A row of tents filled the ledge just above the lovely Justus Creek that night. It really was the perfect campsite and the ideal place for the trail to teach me yet another lesson. After my first big meltdown, all I wanted to do was call home. My phone couldn’t find service, inspiring another good cry in my tent and, eventually, the realization that I needed to be more aware of the moment I was in. I went out to bond and swap tips with the hikers around me, cooked a yummy dinner, and retired peacefully.

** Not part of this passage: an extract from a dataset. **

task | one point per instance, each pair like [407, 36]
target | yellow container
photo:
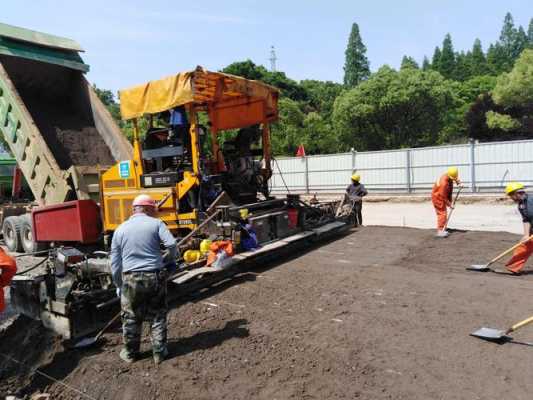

The sound of the bubbling water was the perfect lullaby, and everyone in our mini Hoover city slept soundly.
Day 4: Justus Creek (14.4) – Woody Gap (20.6)
Thanks to reletively flat terrain and a great nights sleep, I kicked Monday’s butt. After barely moving at a mile an hour for the first three days, I made it 6 miles to Woody Gap by noon. It may not seem like a big deal and I know it might be average for a lot of hikers, but it was a big confidence boost for me. I felt like I hit a good stride early on and really enjoyed the hike, even though it was the coldest and windiest day so far.
After setting up my tent and unpacking all of my things, I learned that the resupply shuttle I was waiting for would not be returning to Woody Gap, and that winter storm Stella was on the way. With five minutes to spare before the shuttle arrived, I haphazardly broke down and repacked everything as best I could. I was a hot mess, but I made it. A little over an hour and a quick Walmart run later, I made it to the motel where I’ll be hunkering down for the next few days. I’ve made an absolute mess of the room trying to reorganize and dry out my gear.
It’s loud and artificial here. It already feels a little uncomfortable after just four days in the woods. Still, resting feels so great and, honestly, well deserved. I can’t wait to be healed up and back out there in much warmer weather.
Thanks for reading and happy trails, friends!